B Trading Communities and Customs Unions

Several trading communities have been established to promote trade among countries that have common economic and political interests or are located in a particular region. Within these trade groups, preferential tariffs are administered that favour member countries over non-members. One early example of a trading community is the Commonwealth of Nations; it was established under the provisions of the Ottawa Agreements of 1932, which allowed preferential tariffs to be levied among members of the Commonwealth, articulating the “Imperial Preference” policy. Non-Communist countries encouraged trade-promoting programmes to stimulate the redevelopment of economies ruined during World War II.

In the customs union known as Benelux, operative since 1948 and consisting of Belgium, the Netherlands, and Luxembourg, customs duties on trade among the three members were abolished, and uniform duties were established on imports from non-member states. In 1951 France, West Germany (now part of the united Federal Republic of Germany), and the Benelux countries joined to form the European Coal and Steel Community. In 1957 these six countries established the European Economic Community, or EEC (now the European Union), aimed at reducing trade barriers among member countries. The EEC was expanded after its creation, with other nations joining the original members. The Communist counterpart to these groups was the Council for Mutual Economic Assistance (COMECON). Established in 1949, it was dissolved in 1991 as a consequence of the political and economic changes in the Communist world.

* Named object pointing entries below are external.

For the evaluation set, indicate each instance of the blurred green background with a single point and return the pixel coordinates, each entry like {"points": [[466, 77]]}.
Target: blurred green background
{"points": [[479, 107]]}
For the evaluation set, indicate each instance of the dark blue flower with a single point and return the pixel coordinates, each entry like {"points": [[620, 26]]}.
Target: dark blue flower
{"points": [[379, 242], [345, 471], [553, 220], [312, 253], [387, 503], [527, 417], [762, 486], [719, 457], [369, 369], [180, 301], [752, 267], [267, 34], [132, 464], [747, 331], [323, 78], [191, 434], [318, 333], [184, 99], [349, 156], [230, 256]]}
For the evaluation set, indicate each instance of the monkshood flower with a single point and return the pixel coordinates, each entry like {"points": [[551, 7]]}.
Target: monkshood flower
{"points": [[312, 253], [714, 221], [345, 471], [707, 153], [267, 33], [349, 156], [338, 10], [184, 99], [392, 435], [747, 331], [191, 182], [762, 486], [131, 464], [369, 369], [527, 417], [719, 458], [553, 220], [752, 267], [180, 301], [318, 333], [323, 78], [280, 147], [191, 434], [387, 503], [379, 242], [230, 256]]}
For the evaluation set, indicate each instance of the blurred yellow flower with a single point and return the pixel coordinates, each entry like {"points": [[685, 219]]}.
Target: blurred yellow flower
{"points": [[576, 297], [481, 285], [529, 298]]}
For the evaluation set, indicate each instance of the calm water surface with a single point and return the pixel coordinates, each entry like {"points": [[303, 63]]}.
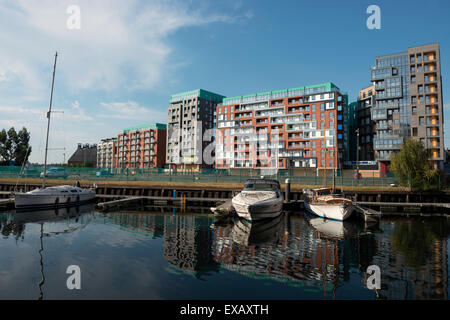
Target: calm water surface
{"points": [[167, 255]]}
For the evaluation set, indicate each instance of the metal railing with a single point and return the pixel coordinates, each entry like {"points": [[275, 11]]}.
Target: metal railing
{"points": [[306, 177]]}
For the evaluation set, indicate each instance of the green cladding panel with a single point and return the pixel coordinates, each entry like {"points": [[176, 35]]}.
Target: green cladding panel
{"points": [[325, 87]]}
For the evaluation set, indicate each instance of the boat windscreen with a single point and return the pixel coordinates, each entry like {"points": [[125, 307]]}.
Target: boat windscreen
{"points": [[260, 187], [324, 192]]}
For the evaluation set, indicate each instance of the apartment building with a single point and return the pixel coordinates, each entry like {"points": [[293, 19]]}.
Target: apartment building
{"points": [[365, 124], [299, 127], [190, 129], [409, 103], [105, 153], [141, 147]]}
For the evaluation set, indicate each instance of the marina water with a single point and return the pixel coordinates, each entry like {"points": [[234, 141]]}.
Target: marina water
{"points": [[167, 254]]}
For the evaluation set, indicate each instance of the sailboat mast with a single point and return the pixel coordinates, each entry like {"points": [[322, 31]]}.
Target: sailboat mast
{"points": [[48, 123]]}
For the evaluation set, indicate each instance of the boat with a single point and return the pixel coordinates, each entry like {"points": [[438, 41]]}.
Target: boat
{"points": [[260, 199], [56, 196], [323, 203]]}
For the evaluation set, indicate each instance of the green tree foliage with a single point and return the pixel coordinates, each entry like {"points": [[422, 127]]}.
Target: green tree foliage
{"points": [[412, 166], [14, 146]]}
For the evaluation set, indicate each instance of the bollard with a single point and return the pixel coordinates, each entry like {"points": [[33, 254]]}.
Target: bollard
{"points": [[287, 190]]}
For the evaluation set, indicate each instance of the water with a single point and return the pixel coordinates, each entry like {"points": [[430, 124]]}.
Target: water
{"points": [[157, 255]]}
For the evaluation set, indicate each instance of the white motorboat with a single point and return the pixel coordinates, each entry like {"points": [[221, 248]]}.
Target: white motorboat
{"points": [[323, 203], [260, 199], [59, 196]]}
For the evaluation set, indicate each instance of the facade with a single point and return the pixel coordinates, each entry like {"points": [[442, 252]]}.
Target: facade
{"points": [[291, 128], [85, 155], [408, 104], [350, 126], [365, 124], [105, 153], [141, 147], [190, 129]]}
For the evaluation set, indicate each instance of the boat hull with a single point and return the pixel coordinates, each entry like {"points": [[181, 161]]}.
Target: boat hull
{"points": [[29, 201], [329, 211], [259, 210]]}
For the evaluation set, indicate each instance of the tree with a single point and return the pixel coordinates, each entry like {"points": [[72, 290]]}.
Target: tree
{"points": [[14, 146], [412, 166]]}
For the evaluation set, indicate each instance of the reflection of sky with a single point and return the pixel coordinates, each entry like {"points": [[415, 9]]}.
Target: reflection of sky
{"points": [[127, 262]]}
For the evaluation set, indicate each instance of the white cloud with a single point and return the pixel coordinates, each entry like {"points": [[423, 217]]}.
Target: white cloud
{"points": [[130, 110], [121, 44]]}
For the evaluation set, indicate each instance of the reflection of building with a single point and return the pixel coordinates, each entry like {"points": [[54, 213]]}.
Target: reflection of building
{"points": [[292, 128], [105, 153], [85, 155], [297, 257], [413, 261], [188, 243], [140, 223]]}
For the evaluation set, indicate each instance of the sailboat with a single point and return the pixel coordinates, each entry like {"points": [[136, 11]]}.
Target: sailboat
{"points": [[324, 203], [57, 196]]}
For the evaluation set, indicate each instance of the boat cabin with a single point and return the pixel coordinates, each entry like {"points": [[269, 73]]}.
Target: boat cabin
{"points": [[262, 185]]}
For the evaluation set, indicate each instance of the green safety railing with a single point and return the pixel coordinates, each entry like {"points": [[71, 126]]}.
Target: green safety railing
{"points": [[297, 176]]}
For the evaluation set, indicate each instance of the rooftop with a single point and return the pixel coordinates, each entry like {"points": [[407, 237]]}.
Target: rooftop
{"points": [[146, 126], [198, 93], [291, 92]]}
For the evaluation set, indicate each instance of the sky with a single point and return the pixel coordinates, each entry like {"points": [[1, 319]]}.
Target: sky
{"points": [[119, 68]]}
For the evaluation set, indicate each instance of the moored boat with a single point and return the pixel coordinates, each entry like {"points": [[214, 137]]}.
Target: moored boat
{"points": [[260, 199], [323, 203], [59, 196]]}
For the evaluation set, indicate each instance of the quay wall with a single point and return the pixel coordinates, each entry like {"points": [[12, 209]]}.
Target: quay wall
{"points": [[227, 190]]}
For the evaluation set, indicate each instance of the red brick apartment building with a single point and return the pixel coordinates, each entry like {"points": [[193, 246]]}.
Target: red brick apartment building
{"points": [[292, 128], [141, 147]]}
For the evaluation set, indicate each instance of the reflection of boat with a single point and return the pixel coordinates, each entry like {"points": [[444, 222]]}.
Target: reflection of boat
{"points": [[51, 215], [257, 232], [323, 203], [331, 228], [52, 196], [48, 215], [260, 199]]}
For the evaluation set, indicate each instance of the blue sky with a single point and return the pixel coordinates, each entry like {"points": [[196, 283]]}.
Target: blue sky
{"points": [[120, 67]]}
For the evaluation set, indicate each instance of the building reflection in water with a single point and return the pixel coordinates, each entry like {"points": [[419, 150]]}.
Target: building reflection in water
{"points": [[308, 252]]}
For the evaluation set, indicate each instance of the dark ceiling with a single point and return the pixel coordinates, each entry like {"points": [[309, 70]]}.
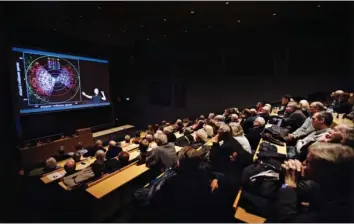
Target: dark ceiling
{"points": [[118, 23]]}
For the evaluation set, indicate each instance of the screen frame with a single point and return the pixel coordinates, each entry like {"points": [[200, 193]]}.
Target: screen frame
{"points": [[13, 73]]}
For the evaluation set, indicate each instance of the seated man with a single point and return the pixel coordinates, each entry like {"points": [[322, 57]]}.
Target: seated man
{"points": [[164, 155], [284, 102], [144, 153], [70, 167], [331, 167], [80, 148], [306, 128], [321, 121], [254, 135], [92, 151], [113, 150], [248, 118], [169, 133], [185, 196], [293, 118], [61, 155], [265, 113], [337, 134]]}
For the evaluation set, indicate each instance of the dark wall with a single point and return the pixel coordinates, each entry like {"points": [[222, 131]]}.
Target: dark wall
{"points": [[236, 70]]}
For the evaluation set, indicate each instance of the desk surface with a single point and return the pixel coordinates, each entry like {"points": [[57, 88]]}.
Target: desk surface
{"points": [[48, 178], [111, 130], [108, 185]]}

Many economists foresee the development of three major trading blocs in the developed world—the EU, the members of the North American Free Trade Agreement (NAFTA), and a Pacific-Asian bloc. Trade within each bloc will be encouraged by the removal of trade restrictions, but difficult negotiations may be required to reduce trade barriers between the trading blocs.

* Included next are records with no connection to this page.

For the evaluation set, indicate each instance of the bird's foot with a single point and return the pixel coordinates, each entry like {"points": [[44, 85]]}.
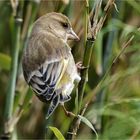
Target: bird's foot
{"points": [[68, 113], [80, 66]]}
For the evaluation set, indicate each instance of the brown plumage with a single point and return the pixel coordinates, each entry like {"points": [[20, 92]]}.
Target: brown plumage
{"points": [[48, 64]]}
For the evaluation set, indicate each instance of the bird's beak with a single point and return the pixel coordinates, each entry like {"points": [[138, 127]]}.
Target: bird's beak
{"points": [[72, 35]]}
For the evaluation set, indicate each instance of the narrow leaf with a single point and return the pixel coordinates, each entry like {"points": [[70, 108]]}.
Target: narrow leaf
{"points": [[88, 123], [57, 133], [5, 61]]}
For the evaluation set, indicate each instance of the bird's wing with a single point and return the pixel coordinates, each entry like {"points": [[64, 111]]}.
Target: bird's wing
{"points": [[46, 76]]}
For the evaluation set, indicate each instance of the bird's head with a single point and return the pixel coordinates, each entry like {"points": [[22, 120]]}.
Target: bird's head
{"points": [[59, 25]]}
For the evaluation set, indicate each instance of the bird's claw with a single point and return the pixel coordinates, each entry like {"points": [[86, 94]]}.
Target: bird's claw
{"points": [[80, 66]]}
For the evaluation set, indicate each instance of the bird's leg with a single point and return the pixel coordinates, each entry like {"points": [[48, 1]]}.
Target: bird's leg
{"points": [[68, 113], [80, 66]]}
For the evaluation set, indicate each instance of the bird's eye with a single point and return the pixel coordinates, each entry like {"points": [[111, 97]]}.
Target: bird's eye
{"points": [[65, 25]]}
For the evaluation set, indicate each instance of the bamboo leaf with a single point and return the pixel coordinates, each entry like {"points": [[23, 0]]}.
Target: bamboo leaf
{"points": [[88, 123], [57, 133], [5, 61]]}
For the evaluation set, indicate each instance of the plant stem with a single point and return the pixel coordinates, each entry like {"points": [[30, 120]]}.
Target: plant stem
{"points": [[86, 60], [14, 66]]}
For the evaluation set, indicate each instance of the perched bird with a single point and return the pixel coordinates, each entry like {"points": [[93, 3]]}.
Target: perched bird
{"points": [[48, 64]]}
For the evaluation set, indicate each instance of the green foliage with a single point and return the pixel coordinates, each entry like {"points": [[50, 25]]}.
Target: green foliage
{"points": [[57, 133]]}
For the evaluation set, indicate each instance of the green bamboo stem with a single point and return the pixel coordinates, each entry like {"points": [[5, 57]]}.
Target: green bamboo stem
{"points": [[86, 60], [14, 66]]}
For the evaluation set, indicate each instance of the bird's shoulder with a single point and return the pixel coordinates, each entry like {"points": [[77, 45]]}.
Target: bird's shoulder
{"points": [[44, 47]]}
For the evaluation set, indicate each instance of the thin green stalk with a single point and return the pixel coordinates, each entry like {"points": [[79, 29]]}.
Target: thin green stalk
{"points": [[86, 59], [14, 66]]}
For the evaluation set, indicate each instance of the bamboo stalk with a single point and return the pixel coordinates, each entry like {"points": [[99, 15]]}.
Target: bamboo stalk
{"points": [[14, 65]]}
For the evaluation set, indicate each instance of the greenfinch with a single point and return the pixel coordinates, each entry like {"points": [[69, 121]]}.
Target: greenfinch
{"points": [[48, 64]]}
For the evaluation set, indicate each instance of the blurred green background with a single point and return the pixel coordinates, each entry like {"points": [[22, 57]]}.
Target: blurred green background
{"points": [[115, 109]]}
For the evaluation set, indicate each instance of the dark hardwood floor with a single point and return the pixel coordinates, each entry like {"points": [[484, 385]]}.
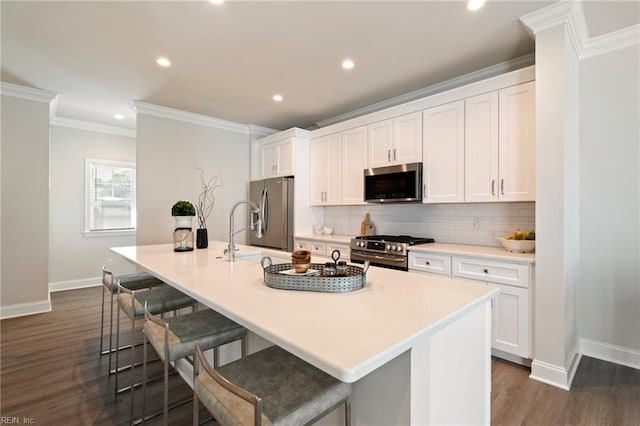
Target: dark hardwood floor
{"points": [[51, 372]]}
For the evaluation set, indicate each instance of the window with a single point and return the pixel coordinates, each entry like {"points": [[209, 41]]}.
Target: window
{"points": [[110, 196]]}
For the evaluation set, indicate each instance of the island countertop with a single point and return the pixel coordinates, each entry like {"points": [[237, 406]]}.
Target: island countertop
{"points": [[348, 335]]}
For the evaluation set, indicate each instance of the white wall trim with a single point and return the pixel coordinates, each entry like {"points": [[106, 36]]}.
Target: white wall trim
{"points": [[28, 93], [571, 14], [548, 17], [611, 353], [550, 374], [91, 126], [22, 309], [74, 284], [453, 83], [188, 117], [576, 356], [616, 40], [260, 131]]}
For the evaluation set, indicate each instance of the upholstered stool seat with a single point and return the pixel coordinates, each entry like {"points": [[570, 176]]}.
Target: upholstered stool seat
{"points": [[133, 281], [271, 386], [160, 299], [176, 337]]}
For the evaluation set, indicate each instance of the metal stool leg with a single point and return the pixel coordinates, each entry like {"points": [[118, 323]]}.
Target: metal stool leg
{"points": [[117, 350], [102, 327]]}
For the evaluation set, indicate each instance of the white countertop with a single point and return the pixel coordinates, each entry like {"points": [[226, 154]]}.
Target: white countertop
{"points": [[498, 253], [348, 335], [339, 239]]}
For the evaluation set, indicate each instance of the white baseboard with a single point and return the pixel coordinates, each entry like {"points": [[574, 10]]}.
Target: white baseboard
{"points": [[22, 309], [612, 353], [73, 284]]}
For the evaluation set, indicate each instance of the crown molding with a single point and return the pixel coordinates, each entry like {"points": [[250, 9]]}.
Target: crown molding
{"points": [[453, 83], [571, 14], [260, 131], [548, 17], [187, 117], [91, 126], [616, 40], [28, 93], [294, 132]]}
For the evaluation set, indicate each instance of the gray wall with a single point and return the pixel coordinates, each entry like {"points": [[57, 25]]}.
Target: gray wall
{"points": [[167, 153], [25, 203], [609, 198], [73, 255]]}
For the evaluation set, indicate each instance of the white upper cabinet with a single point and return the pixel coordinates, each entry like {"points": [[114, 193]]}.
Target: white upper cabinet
{"points": [[481, 148], [276, 159], [443, 154], [517, 143], [354, 150], [337, 164], [500, 145], [325, 170], [395, 141]]}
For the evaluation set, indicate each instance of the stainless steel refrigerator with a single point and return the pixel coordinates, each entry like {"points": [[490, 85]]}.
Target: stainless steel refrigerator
{"points": [[275, 199]]}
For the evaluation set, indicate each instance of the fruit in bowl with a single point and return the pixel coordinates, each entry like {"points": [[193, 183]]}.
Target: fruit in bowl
{"points": [[519, 241]]}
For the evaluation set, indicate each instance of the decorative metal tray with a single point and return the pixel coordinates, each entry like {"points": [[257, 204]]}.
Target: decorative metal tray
{"points": [[276, 277]]}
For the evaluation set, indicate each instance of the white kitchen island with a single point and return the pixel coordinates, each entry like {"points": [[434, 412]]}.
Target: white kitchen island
{"points": [[415, 347]]}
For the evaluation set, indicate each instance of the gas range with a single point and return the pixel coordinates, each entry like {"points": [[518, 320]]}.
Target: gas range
{"points": [[388, 251]]}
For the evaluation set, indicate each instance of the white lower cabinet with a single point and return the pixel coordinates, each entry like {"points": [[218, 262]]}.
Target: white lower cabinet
{"points": [[319, 248], [511, 310], [511, 321], [431, 263]]}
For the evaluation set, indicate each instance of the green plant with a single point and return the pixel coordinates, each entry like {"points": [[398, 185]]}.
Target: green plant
{"points": [[183, 208]]}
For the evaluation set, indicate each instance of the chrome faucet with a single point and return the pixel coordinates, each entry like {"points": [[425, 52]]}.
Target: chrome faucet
{"points": [[255, 224]]}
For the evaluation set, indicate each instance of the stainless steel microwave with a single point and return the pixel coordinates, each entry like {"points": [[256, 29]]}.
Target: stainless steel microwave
{"points": [[393, 184]]}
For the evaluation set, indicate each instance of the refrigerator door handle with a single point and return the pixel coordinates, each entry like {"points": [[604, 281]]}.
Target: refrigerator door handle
{"points": [[264, 210]]}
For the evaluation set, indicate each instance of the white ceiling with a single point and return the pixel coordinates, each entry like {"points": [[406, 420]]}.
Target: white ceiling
{"points": [[229, 60]]}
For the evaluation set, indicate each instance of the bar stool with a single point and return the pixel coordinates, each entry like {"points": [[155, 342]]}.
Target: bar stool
{"points": [[271, 386], [160, 299], [135, 281], [176, 337]]}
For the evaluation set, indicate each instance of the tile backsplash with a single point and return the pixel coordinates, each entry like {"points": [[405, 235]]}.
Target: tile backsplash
{"points": [[469, 223]]}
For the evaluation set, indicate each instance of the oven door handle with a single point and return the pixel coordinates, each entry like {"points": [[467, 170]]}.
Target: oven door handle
{"points": [[386, 258], [378, 257]]}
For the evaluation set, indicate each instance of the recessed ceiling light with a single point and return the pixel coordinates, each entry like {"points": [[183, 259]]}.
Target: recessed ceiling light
{"points": [[163, 62], [475, 4], [347, 64]]}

In 2003 the value of world trade was US$9,100 billion. This was more than double the 1994 figure, and between 1965 and 1985 world trade had increased nearly tenfold. Dramatic trade growth occurred in the oil-exporting developing countries in the 1970s and 1980s. Furthermore, world trade continued to increase in the 1980s, driven by economic recovery in the major industrial nations. After a pause in the early 1990s, caused by the recession in Europe and Japan, trade growth resumed in the mid-1990s.

By 1973 existing agreements limiting the rise of one currency’s value in relation to that of another, notably those reached at the Bretton Woods Conference in 1944, had been replaced by floating currency exchange rates. In the 1970s and early 1980s, price competition between trading partners was augmented by the resulting fluctuations in exchange rates. Attempts to manage these have rarely been successful, as shown by the mixed fortunes of the European Exchange Rate Mechanism. In the short run, the depreciation of a nation’s currency makes its exports cheaper and its imports more expensive.

In the 20th century, international trade increased tremendously as a proportion of the world’s total economic activity. It is expected that the trend towards increasing interdependence among national economies will continue into the future, albeit countered by the tendency towards regional blocs, which will make some groups of countries more interdependent than others. There has been much debate on whether the new regional trading communities, such as the Asia-Pacific Economic Cooperation grouping or the Mercosur group of Latin American countries, promote or restrict international trade overall. Evidence so far suggests that, although such groups can inhibit trade with countries outside their circle of mutually preferential arrangements, they can also serve as halfway houses towards broader free trade agreements, unless protectionist interests within the groupings force changes of policy.